While living in Washington, Terry said he got burned out on as an electrician working on large construction projects such as hospitals and corporate buildings in Seattle. After quitting and moving back to Bellingham, Terry said he started taking artistic inspiration from another skateboarder-turned-artist as a potential path for himself.
“I saw a documentary about one of my favorite skaters who owns one of my favorite skate companies and his thing was he just collects stuff and collages with it and takes pictures of it and that’s what he uses for all of his graphics for his skateboards and clothing and everything,” Terry said. “So, I decided to start messing around with that just as like an outlet and it really helped with like my ADHD, it was something that I could really obsess over. I started going to antique stores and estate sales and trying to collect magazines from the ‘30s to the ‘70s and I eventually just started making stuff and figured out my style and how to use empty space with collages and then eventually started working on painting the backgrounds and doing different patterns and collaging on that.”
Terry said that since he’s never gone to school for art and is essentially self-taught, he started mostly doing art just for himself and the enjoyment of the process, but once he started posting pieces to his Instagram page and receiving positive feedback, he started entering art shows around Washington and Bellingham with the encouragement of a close friend. Shortly after that, Terry found himself back in Juneau doing even more art shows at In Bocca Al Lupo, Devil’s Club Brewing, and Black Moon Koven. Most recently Terry had an installation at the end of September at the Bearcade above the Crystal Saloon.

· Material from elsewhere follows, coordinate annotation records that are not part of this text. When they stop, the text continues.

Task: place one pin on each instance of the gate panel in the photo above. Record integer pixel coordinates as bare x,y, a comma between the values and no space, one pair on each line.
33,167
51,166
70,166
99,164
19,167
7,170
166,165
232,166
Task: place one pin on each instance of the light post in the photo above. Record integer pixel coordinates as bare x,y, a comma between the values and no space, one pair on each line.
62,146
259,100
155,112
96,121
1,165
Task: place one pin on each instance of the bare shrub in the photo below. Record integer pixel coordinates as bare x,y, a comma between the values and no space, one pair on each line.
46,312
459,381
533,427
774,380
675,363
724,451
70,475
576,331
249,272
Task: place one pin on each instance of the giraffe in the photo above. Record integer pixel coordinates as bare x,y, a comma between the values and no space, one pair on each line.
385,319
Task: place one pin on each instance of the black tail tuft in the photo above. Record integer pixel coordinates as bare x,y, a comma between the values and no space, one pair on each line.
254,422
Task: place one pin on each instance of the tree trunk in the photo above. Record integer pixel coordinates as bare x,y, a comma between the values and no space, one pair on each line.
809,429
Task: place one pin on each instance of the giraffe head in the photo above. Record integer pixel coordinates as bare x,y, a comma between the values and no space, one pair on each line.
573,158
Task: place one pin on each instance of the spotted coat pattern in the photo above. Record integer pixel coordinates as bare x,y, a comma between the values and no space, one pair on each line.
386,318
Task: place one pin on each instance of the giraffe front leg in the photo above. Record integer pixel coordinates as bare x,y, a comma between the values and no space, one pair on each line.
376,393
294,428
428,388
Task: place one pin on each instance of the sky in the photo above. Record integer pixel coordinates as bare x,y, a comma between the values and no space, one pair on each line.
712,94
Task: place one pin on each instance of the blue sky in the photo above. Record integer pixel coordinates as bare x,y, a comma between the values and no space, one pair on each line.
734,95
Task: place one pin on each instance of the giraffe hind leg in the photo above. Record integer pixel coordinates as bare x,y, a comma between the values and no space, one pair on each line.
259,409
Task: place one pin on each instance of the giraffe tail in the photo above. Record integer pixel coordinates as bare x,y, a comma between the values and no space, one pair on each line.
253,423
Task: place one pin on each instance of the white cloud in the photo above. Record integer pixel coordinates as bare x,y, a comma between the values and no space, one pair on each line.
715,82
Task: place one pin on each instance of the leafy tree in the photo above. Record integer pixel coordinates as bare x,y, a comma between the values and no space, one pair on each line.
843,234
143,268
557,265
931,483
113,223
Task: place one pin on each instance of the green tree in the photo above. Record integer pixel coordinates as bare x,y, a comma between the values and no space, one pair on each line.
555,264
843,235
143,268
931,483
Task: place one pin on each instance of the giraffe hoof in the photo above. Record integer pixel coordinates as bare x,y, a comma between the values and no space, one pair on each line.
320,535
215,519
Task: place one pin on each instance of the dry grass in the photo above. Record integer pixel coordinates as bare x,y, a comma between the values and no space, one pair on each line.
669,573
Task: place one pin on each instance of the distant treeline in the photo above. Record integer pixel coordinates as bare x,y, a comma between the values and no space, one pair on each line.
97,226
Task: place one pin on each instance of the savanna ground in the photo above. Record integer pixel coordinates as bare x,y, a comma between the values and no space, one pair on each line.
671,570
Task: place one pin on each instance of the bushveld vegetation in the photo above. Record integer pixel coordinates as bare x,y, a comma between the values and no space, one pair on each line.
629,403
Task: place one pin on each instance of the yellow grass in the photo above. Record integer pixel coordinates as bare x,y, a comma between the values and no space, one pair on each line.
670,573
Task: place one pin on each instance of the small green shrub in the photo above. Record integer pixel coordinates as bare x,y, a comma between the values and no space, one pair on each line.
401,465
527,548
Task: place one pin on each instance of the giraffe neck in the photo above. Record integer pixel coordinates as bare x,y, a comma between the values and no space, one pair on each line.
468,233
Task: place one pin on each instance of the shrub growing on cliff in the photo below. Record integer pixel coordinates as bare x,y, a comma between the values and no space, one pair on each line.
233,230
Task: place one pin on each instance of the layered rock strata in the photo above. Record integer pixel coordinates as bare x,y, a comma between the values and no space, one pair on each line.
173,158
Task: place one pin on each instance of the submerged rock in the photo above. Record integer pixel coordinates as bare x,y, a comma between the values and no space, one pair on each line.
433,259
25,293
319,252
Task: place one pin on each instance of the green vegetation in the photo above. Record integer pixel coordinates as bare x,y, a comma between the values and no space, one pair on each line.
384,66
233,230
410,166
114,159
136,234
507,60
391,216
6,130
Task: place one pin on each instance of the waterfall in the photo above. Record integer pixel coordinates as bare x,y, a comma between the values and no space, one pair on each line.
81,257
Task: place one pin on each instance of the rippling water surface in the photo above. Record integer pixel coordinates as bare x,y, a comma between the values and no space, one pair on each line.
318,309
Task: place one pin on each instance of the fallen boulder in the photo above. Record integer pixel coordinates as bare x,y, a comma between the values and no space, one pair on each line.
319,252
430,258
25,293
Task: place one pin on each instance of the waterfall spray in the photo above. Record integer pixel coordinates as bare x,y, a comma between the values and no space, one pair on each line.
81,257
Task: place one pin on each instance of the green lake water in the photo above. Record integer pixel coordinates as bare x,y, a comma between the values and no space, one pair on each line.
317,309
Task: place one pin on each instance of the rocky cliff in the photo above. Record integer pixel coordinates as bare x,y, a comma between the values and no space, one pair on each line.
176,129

“They thought it would be cool for me to have something up there and my style would fit,” Terry said. “It’s six feet by six feet, I really wished I hadn’t picked the medium I went with after a while because it took me about four months of scrubbing at paper with acrylic mediums just to get the background done. I think they asked me around November of last year and I just recently got it finished and hung up. I decided I would do kind of a homage to Juneau, and I took all archival photos and yearbook photos from the two (Juneau) high schools from like 1916 to the 1930s and ‘40s and I had those printed and then I did acrylic image transfer onto wood, so it looks like it’s burned into the wood.”
Terry said while he loves bartending and staying connected to the community through his job, he’d love to be a full time artist someday. In addition to creating more collage art, he’d like to eventually make a transition into incorporating his work onto clothing and skateboards much in the same way pro skater Jason Dill did, who Terry said he takes a lot of his inspiration from.
“I’m doing like prints and stickers right now,” Terry said. “My hope would be that when these eyes are on my work from Thrasher, I can make enough sales with selling prints and stickers and originals that I could have a safe amount of money that I made just from those that I could put back into the art and hopefully either design my own company of making clothes and skateboards or be able to contribute to other companies in the skateboarding or clothing world, that would be awesome, but if not then I’m still making art just because I enjoy making art.”